In most cases, the single goal should be bound to the package phase of the build. However, if your assembly doesn't require binaries, or if you need to use one assembly as input for another, you may need to change this. While it's possible to assign the single goal to any phase of the build lifecycle, you should be careful to make sure the resources included in your assembly exist before that assembly is created.
As you've no doubt noticed, the Assembly Plugin can be a very useful way to create a self-contained binary artifact for your project, among many other things. However, once you've created this self-contained JAR, you will probably want the ability to execute it using the -jar JVM switch.

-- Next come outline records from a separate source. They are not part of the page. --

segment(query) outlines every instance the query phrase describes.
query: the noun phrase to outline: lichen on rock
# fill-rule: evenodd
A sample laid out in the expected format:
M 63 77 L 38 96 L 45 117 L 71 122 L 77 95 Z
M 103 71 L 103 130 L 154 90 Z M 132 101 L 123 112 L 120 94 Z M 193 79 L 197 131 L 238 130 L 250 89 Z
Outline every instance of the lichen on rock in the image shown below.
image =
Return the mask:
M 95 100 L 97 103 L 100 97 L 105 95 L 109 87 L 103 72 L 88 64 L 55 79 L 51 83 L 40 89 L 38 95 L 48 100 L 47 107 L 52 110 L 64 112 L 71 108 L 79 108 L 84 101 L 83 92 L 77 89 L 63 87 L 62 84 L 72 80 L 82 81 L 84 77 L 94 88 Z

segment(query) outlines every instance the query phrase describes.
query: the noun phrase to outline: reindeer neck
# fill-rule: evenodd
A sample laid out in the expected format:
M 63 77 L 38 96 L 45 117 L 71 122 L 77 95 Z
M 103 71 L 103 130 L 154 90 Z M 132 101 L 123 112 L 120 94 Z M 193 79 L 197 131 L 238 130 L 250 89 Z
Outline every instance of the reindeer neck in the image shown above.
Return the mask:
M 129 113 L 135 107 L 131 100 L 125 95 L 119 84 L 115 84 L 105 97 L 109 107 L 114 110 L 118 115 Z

To accommodate this, the Assembly Plugin supports configuration of an element which is handled by maven-archiver (see Resources). Using this configuration, it's easy to configure the Main-Class attribute of the JAR manifest:
<project>
[...]
<build>
[...]
<plugins>
<plugin>
<artifactId>maven-assembly-plugin</artifactId>
<version>2.6</version>
<configuration>
[...]
<archive>
<manifest>
<mainClass>org.sample.App</mainClass>
</manifest>
</archive>
</configuration>
[...]
</plugin>
[...]
</project>
If we add this configuration to the single goal example above and rebuild, we will see an entry like this in the META-INF/MANIFEST.MF file of the resulting JAR:
[...]
Main-Class: org.sample.App
For more information on advanced configuration for the Assembly Plugin, see the Resources section.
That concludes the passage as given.